Deep Learning を中心に、週末に機械学習するエンジニアのブログ

TensorFlowでDNNをスクラッチするためのオレオレチュートリアル

はじめに

Chainer もなんとなしに慣れてきたので(使いこなせているレベルではありませんが)、他のDNN Framework も触ってみようと思いたち、昨日からTensorFlowをいじってみています。 最終的なアウトプットは同じなので、クラス構造などが結構似通っていて、思ったより学習コストが低かったのですが、一点苦戦したのがTensorFlowのチュートリアルの微妙さです。

以上...!

といった感じで、普通のDNNはどう書いたらいいの?な質問に答えてくれるのにぴったりなコンテンツが残念ながらありません。 Easy ML with tf.contrib.learn あたりが求めているものに近いのですが、tf.contrib.learn という3分クッキング用モジュールを使用しているため、汎用性のある使い方を知ることができません。

仕方がないので自力でどうにかするしかないかということで、tf.contrib.learn Quickstart を tf.contrib.learn モジュールを一切使用せずに置き換えたチュートリアルを作ってみました。

ゴール

tf.contrib.learn Quickstart に掲載されている、アイリスデータを3つの中間層を持つDNNで学習し精度と予測結果を出力するコードを、tf.contrib.learn モジュールを一切使用せずに置き換えます。

イメージとしては、元のコードとほとんど同じ形式で処理を呼び出し、同じ結果が得られるようなコードを実装していきます。

def main(args):
    # Load datasets.
    x_train, y_train = load_csv(filename=IRIS_TRAINING)
    x_test, y_test = load_csv(filename=IRIS_TEST)

    # Build 3 layer DNN with 10, 20, 10 units respectively.
    classifier = Classifier(hidden_units=[10, 20, 10], n_classes=CLASS_SIZE)

    # Fit model.
    classifier.fit(x_train, y_train, steps=200)

    # Evaluate accuracy.
    accuracy_score = classifier.evaluate(x_test, y_test)[0]
    print('Accuracy: {0:f}'.format(accuracy_score))

    # Classify two new flower samples.
    new_samples = np.array([[6.4, 3.2, 4.5, 1.5], [5.8, 3.1, 5.0, 1.7]], dtype=float)
    y = classifier.predict(new_samples)
    print ('Predictions: {}'.format(str(y)))

ひとまず完成品はTensorFlow basic DNNに掲載してありますので、コード読めばわかるという方はそちらをどうぞ。

TensorFlowのバージョンはr0.9、実行環境はMac x64 の CPUになります。
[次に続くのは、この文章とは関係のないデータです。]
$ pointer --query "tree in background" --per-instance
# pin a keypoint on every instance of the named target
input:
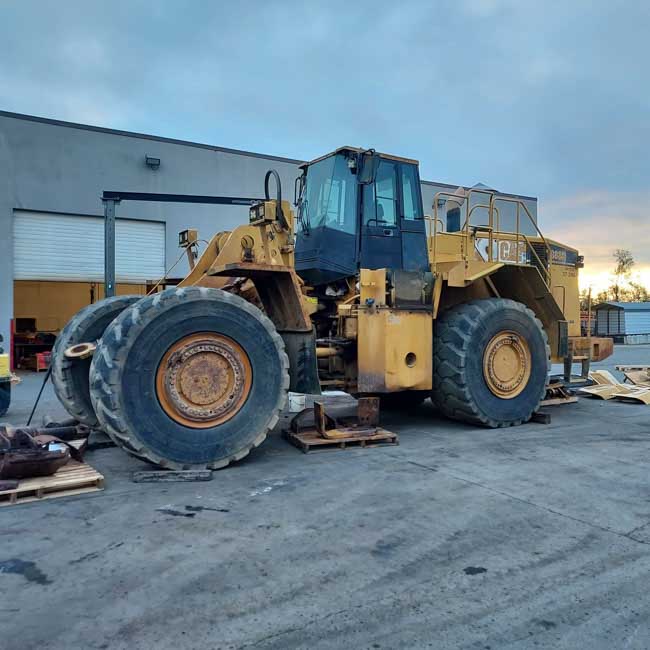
(622, 270)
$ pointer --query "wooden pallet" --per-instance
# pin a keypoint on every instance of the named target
(73, 478)
(308, 440)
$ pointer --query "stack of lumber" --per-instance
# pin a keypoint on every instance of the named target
(634, 388)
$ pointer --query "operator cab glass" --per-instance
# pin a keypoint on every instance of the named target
(359, 210)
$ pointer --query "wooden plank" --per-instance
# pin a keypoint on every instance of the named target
(172, 476)
(71, 479)
(556, 401)
(541, 418)
(603, 377)
(642, 396)
(311, 439)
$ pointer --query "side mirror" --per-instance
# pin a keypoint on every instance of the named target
(369, 165)
(297, 188)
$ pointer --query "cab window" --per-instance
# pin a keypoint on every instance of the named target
(410, 193)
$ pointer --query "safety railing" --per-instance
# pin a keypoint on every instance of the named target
(493, 228)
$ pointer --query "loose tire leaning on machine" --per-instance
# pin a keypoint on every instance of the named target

基本的なことしかしていないので、環境やバージョンを変えても動くとは思います(思いたいです)。

データの読み込み

まずは、必要なデータの読み込みを行っていきましょう。クイックスタートのコードはここでさっそく専用のcsvロード関数を使用しています。

とはいえやっていることは簡単で、読み込んでいるアイリスデータのcsvの書き方に依存してはいますが、下記のように読み込んだデータを説明変数群と目的変数とに分離しているだけです。データのヘッダ部分はサンプル数および説明変数の数が記載されているので、データ配列を初期化するために読み込む必要があります。

def load_csv(filename):
    file = pd.read_csv(filename, header=0)
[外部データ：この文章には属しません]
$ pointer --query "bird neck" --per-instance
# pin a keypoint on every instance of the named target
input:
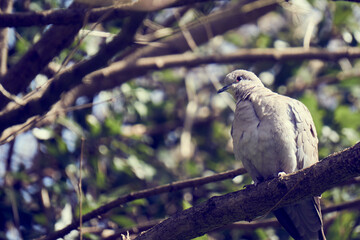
(243, 92)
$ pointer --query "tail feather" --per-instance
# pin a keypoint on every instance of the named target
(303, 220)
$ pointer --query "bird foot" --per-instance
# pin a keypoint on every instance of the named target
(281, 175)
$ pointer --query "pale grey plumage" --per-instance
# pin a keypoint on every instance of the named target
(273, 134)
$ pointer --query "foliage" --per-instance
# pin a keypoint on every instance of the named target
(170, 125)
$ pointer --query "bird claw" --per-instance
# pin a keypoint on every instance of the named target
(281, 175)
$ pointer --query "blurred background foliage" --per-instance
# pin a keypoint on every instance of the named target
(170, 125)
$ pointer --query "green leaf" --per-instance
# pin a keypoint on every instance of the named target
(310, 101)
(346, 117)
(123, 221)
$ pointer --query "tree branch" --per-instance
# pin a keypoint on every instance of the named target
(144, 194)
(69, 78)
(37, 57)
(76, 15)
(231, 17)
(262, 223)
(262, 199)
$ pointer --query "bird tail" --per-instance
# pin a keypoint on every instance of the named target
(303, 220)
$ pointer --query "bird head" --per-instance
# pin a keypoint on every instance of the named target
(239, 80)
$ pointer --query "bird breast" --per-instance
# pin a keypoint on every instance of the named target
(264, 143)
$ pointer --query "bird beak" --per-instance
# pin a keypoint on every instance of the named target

    # get sample's metadata
    n_samples = int(file.columns[0])
    n_features = int(file.columns[1])

    # divide samples into explanation variables and target variable
    data = np.empty((n_samples, n_features))
    target = np.empty((n_samples,), dtype=np.int)
    for i, row in enumerate(file.itertuples()):
        target[i] = np.asarray(row[-1], dtype=np.int)
        data[i] = np.asarray(row[1:n_features+1], dtype=np.float64)
    return (data, target)

DNNモデルクラスの作成

データは問題なく読み込むことができたと思うので、ここから最も重要なモデルクラスを実装していきましょう。TensorFlow にはモデルのベースとなるようなクラス(Chainer の Chain クラス等)のようなものはありませんが、使い方が分かってしまえば特に苦労せず使いまわしやすい実装を行うことができます。
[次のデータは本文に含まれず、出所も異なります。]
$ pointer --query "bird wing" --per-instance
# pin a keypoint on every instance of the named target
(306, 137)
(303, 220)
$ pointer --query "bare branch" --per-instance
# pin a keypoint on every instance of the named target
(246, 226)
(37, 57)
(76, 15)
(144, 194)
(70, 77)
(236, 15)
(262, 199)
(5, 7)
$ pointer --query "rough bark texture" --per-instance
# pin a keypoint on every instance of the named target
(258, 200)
上記のクイックスタートのような処理を行うには、学習と予測、精度算出ができればよいので、早速1つずつ実装していきましょう。

学習モデルの作成

学習を始める前に必要なのは学習モデルを構築することです。TensorFlowではVariableクラスを作成して、それぞれの Variable オブジェクトのリンク関係を定義することによりモデルを構築していきます。3つの中間層を持つDNNは下記のようなコードで表現することができます。

また、Placeholderと呼ばれる学習データを扱うための変数を定義する必要があり、下記のコードでは引数xがそれに当たります。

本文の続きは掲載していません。